Un weekend da dimenticare per il team Daiko Lazarus Racing. La 1000 Km del Paul Ricard, terzo degli appuntamenti della Blancpain GT Series Endurance, si è conclusa dopo soli 13 giri per il Team del Veneto. E per una volta di più a causa di un evento imprevedibile, dopo un inizio assolutamente promettente.

Il definitivo e prematuro ritiro di Fabrizio Crestani, autore del primo “stint” di guida al volante della Lamborghini Huracán GT3 della squadra veneta, è stato causato dal rientro in pista di un competitor, che aveva subito un incidente, mettendosi di traverso sulla traiettoria di Crestani, il quale non e’ stato in grado in nessun modo di evitare un impatto. Fine dei giochi e tanta delusione, soprattutto in considerazione del fatto che lo stesso Crestani era già riuscito a risalire fino alla diciassettesima posizione overall, ovvero quarta posizione nella Classe Silver.

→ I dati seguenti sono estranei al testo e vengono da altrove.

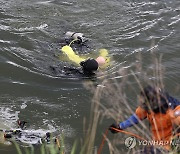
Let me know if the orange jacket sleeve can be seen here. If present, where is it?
[172,105,180,126]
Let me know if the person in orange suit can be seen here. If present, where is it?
[109,85,180,150]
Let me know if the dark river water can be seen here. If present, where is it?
[0,0,180,154]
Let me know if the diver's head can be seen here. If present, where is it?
[80,58,99,73]
[65,31,86,43]
[139,85,169,114]
[96,56,106,66]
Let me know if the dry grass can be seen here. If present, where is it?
[82,47,179,154]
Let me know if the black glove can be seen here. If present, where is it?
[109,123,120,134]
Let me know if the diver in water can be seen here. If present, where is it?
[1,120,57,145]
[109,85,180,150]
[50,32,110,77]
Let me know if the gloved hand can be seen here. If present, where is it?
[109,123,121,134]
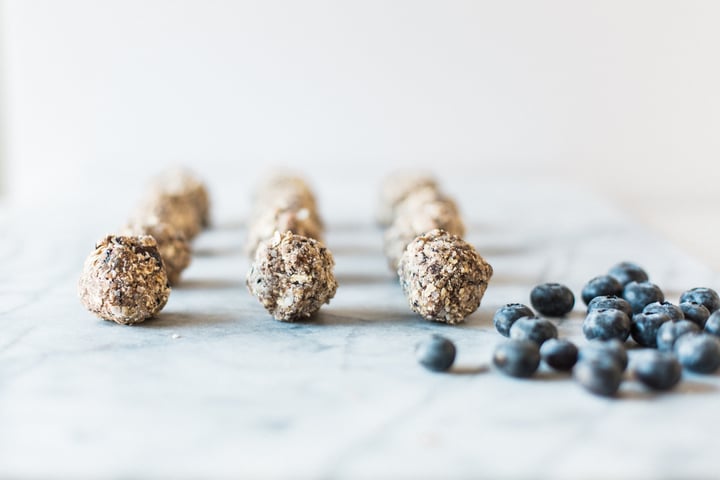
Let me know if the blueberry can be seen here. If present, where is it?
[493,340,540,378]
[705,310,720,337]
[623,282,665,313]
[510,317,557,346]
[588,295,632,318]
[493,303,535,337]
[573,358,622,397]
[583,308,630,342]
[578,339,628,372]
[630,313,672,348]
[630,350,682,390]
[675,333,720,373]
[582,275,623,305]
[415,335,456,372]
[680,302,710,328]
[540,338,578,372]
[530,283,575,317]
[643,302,685,322]
[608,262,649,286]
[657,320,700,352]
[680,287,720,313]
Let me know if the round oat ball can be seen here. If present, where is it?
[375,171,437,227]
[398,229,493,324]
[383,195,465,272]
[150,167,210,227]
[120,222,192,285]
[247,232,337,322]
[245,208,322,258]
[130,191,203,240]
[78,235,170,325]
[250,173,322,222]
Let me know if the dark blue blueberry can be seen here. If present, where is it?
[583,308,630,342]
[510,317,557,345]
[493,340,540,378]
[493,303,535,337]
[643,302,685,322]
[623,282,665,314]
[608,262,649,286]
[415,335,456,372]
[530,283,575,317]
[705,310,720,337]
[578,339,628,372]
[675,333,720,373]
[630,350,682,390]
[573,357,622,397]
[588,295,632,318]
[540,338,578,372]
[581,275,623,305]
[680,287,720,313]
[680,302,710,328]
[657,320,700,352]
[630,313,672,348]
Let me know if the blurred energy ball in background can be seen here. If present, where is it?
[0,0,720,266]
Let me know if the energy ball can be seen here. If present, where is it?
[150,168,210,227]
[78,235,170,325]
[130,192,203,240]
[121,222,192,285]
[250,174,323,227]
[383,198,465,271]
[247,232,337,322]
[376,171,438,227]
[245,208,322,258]
[398,229,493,324]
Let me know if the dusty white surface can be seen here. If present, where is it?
[0,179,720,479]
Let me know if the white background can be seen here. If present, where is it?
[0,0,720,262]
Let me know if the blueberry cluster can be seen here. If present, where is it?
[417,262,720,396]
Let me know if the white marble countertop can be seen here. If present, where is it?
[0,179,720,479]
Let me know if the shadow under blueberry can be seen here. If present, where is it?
[450,307,495,332]
[447,365,490,375]
[135,312,235,329]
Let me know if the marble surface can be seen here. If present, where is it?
[0,179,720,479]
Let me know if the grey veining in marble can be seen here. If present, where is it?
[0,180,720,479]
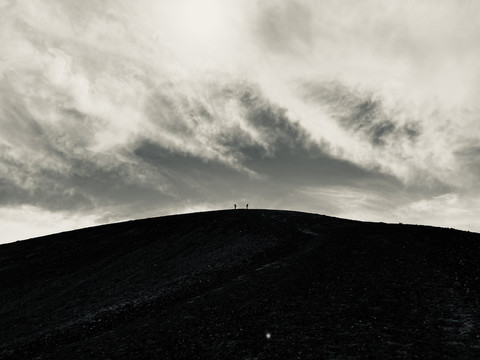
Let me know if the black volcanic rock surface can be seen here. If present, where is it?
[0,210,480,359]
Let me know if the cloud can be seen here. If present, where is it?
[0,0,480,243]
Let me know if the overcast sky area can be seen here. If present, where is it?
[0,0,480,242]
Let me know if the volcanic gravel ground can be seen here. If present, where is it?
[0,210,480,359]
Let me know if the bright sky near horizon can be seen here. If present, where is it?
[0,0,480,243]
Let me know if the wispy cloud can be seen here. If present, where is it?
[0,0,480,241]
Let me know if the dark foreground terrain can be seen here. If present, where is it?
[0,210,480,360]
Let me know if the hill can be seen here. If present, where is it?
[0,210,480,359]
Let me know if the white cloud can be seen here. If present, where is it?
[0,0,480,242]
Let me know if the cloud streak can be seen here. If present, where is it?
[0,0,480,241]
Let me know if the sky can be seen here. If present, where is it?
[0,0,480,243]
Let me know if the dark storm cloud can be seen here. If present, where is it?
[302,82,420,147]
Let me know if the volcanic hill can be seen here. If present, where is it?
[0,210,480,360]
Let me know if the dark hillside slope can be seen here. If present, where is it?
[0,210,480,359]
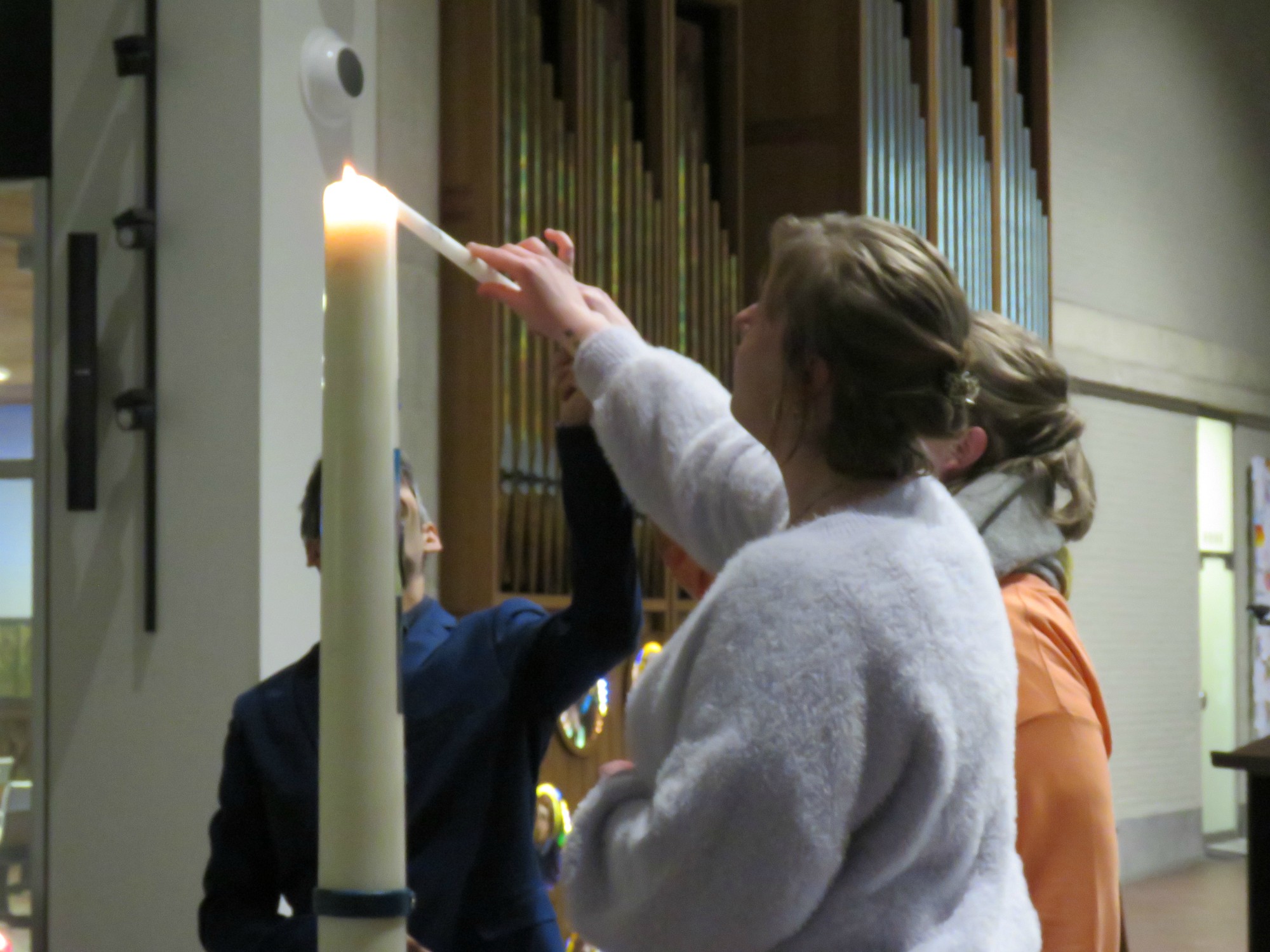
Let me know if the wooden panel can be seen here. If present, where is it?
[439,0,499,614]
[1020,0,1053,215]
[742,0,865,300]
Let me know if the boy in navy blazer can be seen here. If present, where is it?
[199,395,641,952]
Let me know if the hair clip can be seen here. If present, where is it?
[947,371,979,406]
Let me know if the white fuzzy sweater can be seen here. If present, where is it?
[565,329,1040,952]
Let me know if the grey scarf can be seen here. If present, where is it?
[956,472,1067,592]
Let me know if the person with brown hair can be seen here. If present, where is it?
[472,215,1040,952]
[927,314,1121,952]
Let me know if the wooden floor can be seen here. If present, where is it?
[1124,859,1248,952]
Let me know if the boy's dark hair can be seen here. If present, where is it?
[300,453,432,542]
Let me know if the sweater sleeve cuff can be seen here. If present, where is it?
[573,326,652,401]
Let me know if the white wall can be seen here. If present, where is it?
[1053,0,1270,355]
[47,0,260,952]
[1072,397,1200,820]
[376,0,450,592]
[1052,0,1270,876]
[47,0,437,952]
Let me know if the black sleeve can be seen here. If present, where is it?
[500,426,644,717]
[198,716,318,952]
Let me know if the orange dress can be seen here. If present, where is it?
[1001,574,1120,952]
[662,537,1120,952]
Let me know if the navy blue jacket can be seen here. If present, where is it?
[198,428,641,952]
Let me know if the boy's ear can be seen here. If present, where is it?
[423,522,443,552]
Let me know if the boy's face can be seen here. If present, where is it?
[305,482,441,579]
[398,482,441,580]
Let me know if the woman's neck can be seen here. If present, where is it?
[781,449,898,526]
[401,571,428,612]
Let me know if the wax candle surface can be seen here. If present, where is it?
[318,169,405,952]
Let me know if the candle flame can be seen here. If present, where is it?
[323,162,398,226]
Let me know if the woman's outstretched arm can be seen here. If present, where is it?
[574,327,789,572]
[471,239,789,571]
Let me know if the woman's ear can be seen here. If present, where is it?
[922,426,988,482]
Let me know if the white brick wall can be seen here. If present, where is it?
[1072,397,1200,820]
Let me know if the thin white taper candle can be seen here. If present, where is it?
[318,169,406,952]
[398,199,517,288]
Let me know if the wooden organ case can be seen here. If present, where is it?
[743,0,1052,340]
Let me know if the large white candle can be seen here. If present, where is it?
[318,169,406,952]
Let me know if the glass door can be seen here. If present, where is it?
[0,182,47,952]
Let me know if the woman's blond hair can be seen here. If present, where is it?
[964,311,1097,541]
[761,213,970,479]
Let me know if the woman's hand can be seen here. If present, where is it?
[599,760,635,779]
[469,239,610,353]
[552,350,591,426]
[578,284,635,330]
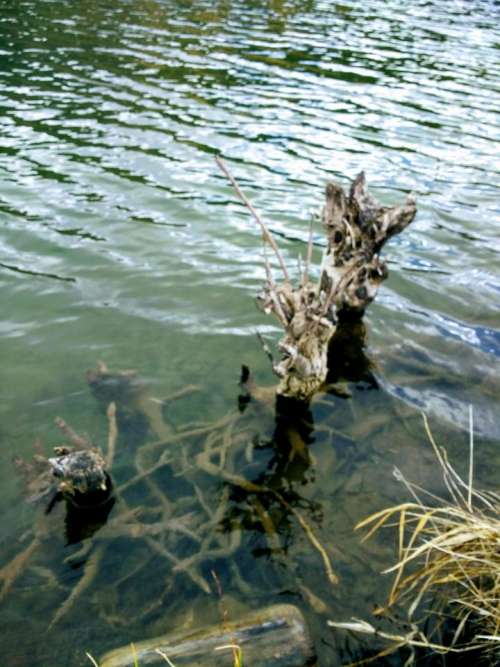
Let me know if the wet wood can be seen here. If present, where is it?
[99,605,316,667]
[217,159,416,402]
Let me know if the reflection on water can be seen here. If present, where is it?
[0,0,500,667]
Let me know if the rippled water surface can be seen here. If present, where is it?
[0,0,500,667]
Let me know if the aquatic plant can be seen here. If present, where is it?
[329,412,500,665]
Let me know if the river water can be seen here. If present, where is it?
[0,0,500,667]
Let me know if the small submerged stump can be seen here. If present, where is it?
[99,604,316,667]
[217,159,416,402]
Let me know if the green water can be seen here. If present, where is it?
[0,0,500,667]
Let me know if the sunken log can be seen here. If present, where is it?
[217,158,416,402]
[100,604,316,667]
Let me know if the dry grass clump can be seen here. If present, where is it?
[330,410,500,665]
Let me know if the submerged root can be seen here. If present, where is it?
[48,546,104,630]
[0,537,41,601]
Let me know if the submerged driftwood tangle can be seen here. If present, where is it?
[217,158,416,402]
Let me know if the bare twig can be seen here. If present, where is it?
[215,157,290,283]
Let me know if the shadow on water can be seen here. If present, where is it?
[0,0,500,667]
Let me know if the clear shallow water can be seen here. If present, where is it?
[0,0,500,665]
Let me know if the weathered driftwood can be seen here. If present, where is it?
[100,604,315,667]
[217,159,416,402]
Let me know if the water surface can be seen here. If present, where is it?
[0,0,500,667]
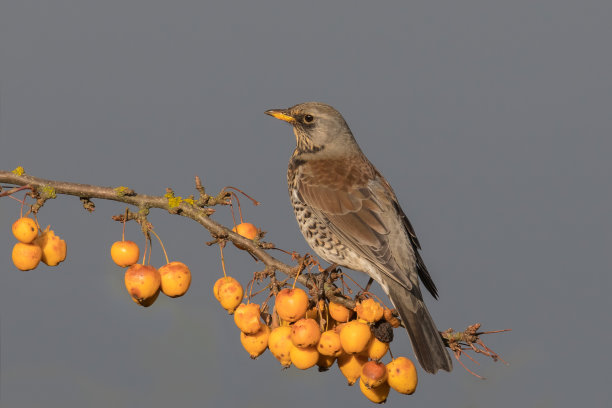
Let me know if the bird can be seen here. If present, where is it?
[265,102,453,374]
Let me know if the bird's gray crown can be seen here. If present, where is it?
[273,102,360,157]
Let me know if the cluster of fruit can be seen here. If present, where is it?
[111,240,191,307]
[12,217,66,271]
[213,276,417,403]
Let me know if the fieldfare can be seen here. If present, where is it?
[266,102,453,373]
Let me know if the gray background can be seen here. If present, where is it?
[0,0,612,408]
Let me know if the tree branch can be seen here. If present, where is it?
[0,167,503,377]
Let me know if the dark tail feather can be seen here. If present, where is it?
[387,281,453,374]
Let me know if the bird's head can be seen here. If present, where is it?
[266,102,359,156]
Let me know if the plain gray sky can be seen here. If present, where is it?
[0,0,612,408]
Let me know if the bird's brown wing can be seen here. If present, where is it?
[297,160,431,298]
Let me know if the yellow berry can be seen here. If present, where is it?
[34,227,66,266]
[12,242,42,271]
[159,261,191,297]
[387,357,418,394]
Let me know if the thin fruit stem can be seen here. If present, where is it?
[219,245,227,278]
[223,186,259,205]
[232,192,244,224]
[147,234,153,265]
[19,193,27,218]
[150,230,170,264]
[121,208,128,241]
[291,271,302,289]
[230,197,236,227]
[142,236,149,265]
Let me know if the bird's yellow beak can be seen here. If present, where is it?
[265,109,295,124]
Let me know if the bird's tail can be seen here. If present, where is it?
[386,281,453,374]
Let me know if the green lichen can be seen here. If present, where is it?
[113,186,130,197]
[166,194,183,208]
[40,186,56,199]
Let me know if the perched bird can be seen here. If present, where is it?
[266,102,452,373]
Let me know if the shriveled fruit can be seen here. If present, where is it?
[232,222,257,239]
[240,322,270,359]
[111,241,140,268]
[268,326,295,367]
[275,288,308,322]
[234,303,267,334]
[359,381,389,404]
[12,242,42,271]
[132,289,160,307]
[34,227,66,266]
[291,319,321,347]
[340,320,372,354]
[317,353,336,371]
[217,279,244,314]
[159,261,191,297]
[232,222,257,249]
[317,330,342,357]
[12,217,38,244]
[213,276,239,302]
[329,302,352,323]
[337,353,368,385]
[304,300,325,321]
[289,346,319,370]
[355,298,384,323]
[360,360,387,388]
[125,264,161,301]
[387,357,418,394]
[366,336,389,360]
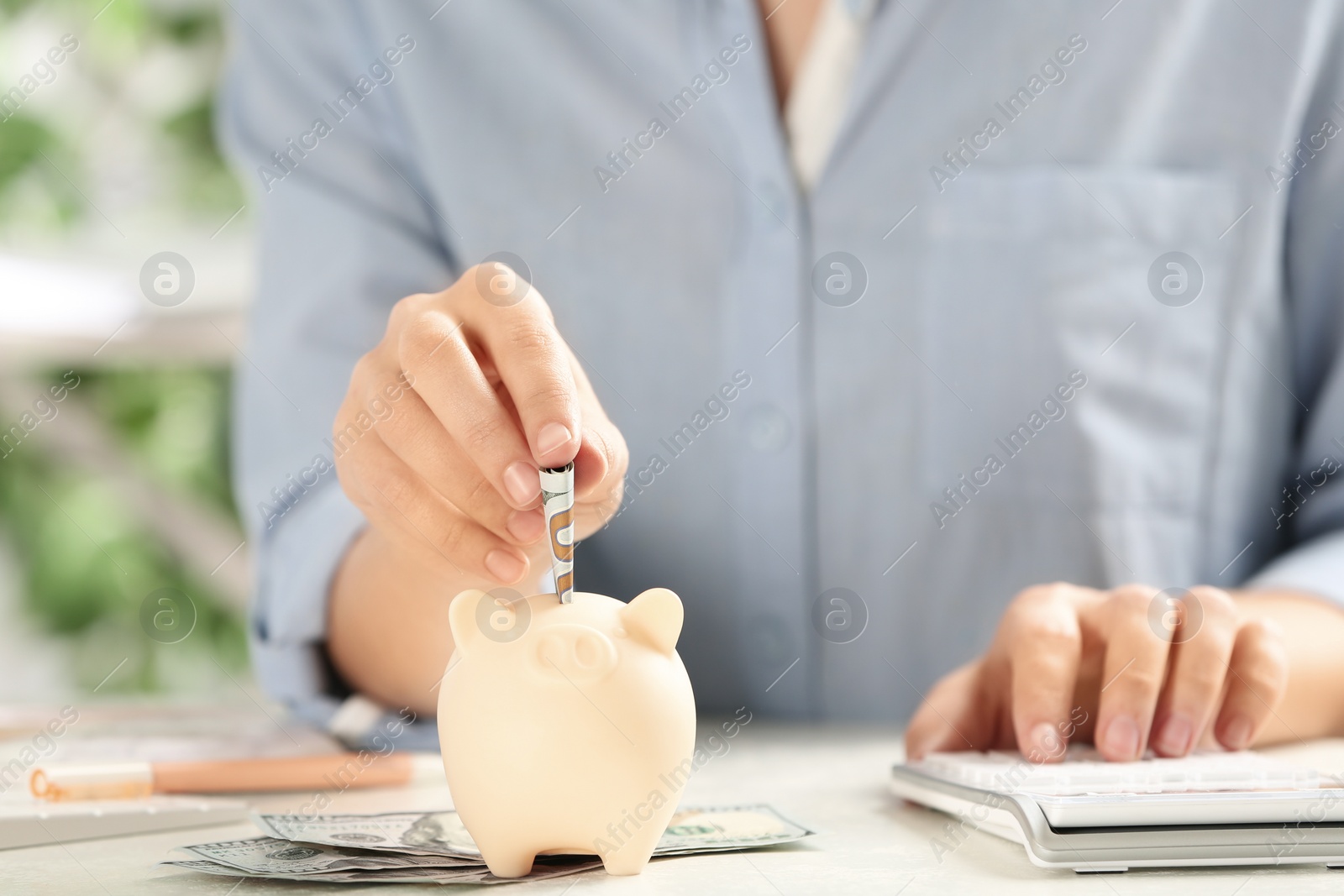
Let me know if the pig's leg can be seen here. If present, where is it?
[602,825,663,874]
[475,840,536,878]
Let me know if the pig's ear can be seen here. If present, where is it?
[448,589,486,652]
[621,589,683,656]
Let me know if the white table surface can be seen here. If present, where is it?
[0,720,1344,896]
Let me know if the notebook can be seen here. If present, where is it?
[891,747,1344,872]
[0,797,247,849]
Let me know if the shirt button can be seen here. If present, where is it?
[748,405,793,454]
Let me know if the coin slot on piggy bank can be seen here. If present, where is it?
[438,589,695,878]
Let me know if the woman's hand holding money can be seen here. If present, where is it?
[334,266,627,587]
[327,264,629,713]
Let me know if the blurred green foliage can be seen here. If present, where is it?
[0,368,246,690]
[0,0,246,694]
[0,0,244,234]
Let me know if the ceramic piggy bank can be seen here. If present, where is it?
[438,589,695,878]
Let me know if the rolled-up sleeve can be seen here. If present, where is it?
[1246,26,1344,605]
[218,0,454,741]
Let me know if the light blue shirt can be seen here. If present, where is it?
[220,0,1344,747]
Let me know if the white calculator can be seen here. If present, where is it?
[891,747,1344,883]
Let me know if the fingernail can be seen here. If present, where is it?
[1219,716,1252,750]
[486,549,522,584]
[504,461,542,504]
[1102,716,1138,760]
[536,423,574,457]
[1026,721,1064,762]
[508,511,546,544]
[1156,713,1194,757]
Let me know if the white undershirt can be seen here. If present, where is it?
[784,0,874,192]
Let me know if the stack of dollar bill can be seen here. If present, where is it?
[161,806,813,884]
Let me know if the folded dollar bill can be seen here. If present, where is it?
[161,804,813,884]
[253,804,813,862]
[159,858,602,884]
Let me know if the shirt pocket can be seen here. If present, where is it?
[911,165,1245,578]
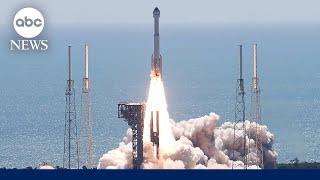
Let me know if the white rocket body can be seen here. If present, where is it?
[151,8,162,78]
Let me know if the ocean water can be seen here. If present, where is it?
[0,23,320,168]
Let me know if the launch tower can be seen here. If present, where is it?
[118,103,145,169]
[232,45,248,169]
[251,44,263,169]
[63,46,79,169]
[80,45,93,169]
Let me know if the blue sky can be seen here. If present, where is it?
[0,0,320,24]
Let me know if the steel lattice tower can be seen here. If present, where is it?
[251,44,264,169]
[118,103,145,169]
[232,45,248,169]
[63,46,79,169]
[79,45,93,169]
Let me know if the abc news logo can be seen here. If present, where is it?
[10,7,49,51]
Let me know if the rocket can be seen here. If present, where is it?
[151,7,162,78]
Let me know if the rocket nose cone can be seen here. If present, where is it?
[153,7,160,16]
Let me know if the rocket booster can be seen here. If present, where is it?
[151,7,162,78]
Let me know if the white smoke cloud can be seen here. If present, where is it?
[98,113,277,169]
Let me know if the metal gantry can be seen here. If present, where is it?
[63,46,79,169]
[150,111,160,159]
[79,45,93,169]
[118,103,145,169]
[232,45,248,169]
[251,44,264,169]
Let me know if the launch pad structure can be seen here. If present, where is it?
[232,45,248,169]
[63,46,79,169]
[79,45,93,169]
[118,103,145,169]
[251,44,264,169]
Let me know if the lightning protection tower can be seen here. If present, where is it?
[118,103,145,169]
[63,46,79,169]
[79,45,93,169]
[251,44,264,169]
[232,45,248,169]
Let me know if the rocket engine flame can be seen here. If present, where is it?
[143,76,175,155]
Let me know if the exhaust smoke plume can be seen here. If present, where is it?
[98,113,277,169]
[98,77,277,169]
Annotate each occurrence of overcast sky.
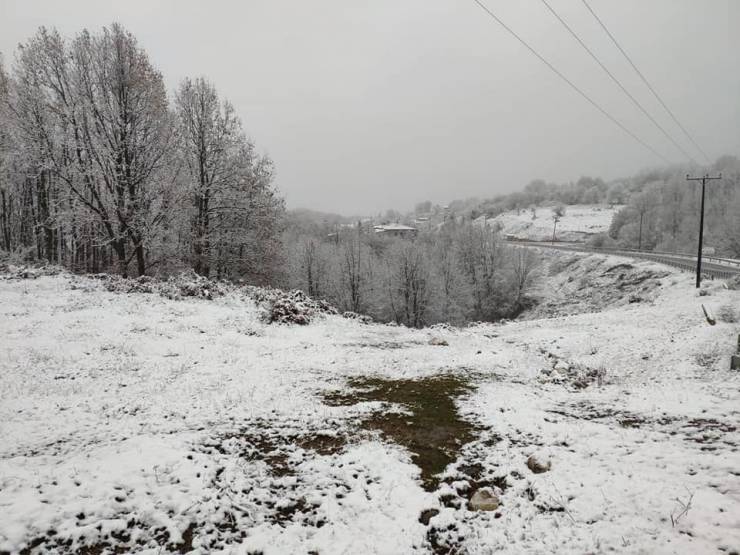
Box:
[0,0,740,214]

Una rimonta significativa, dopo che il traffico (49 le vetture in pista) aveva condizionato la qualifica dell’equipaggio completato dal tedesco Nicolas Pohler e dallo svizzero Kris Richard, autori del trentesimo tempo assoluto nel calcolo della media dei singoli migliori responsi assoluti fatti registrare da ciascun pilota nella rispettiva sessione.

 

La trasferta francese era cominciata con i migliori propositi anche con un significativo posto nella Top 10 overall e un primo nella Silver Class in Q1, perso però durante Q2 e Q3 causato da un gruppo sbagliato di vetture che per ben due volte hanno rallentato Nicolas Pohler e Kris Richard durante i loro giri.

Poi, come già successo altre volte quest’anno, le cose hanno poi preso una piega inaspettata.

Per noi questo è stato il terzo serio incidente in cui siamo stati coinvolti dall’inizio di questa stagione – ha commentato con amarezza il Team Principal Tancredi PagiaroPeccato perché anche qui, al Paul Ricard, siamo stati costantemente tra i più veloci. Speriamo di avere pagato il conto con la sfortuna e di potere presto voltare finalmente pagina”.

Fra cinque giorni un nuovo impegno: quello dell’International GT Open che giunge sul circuito belga di Spa-Francorchamps al terzo dei sette doppi round del calendario.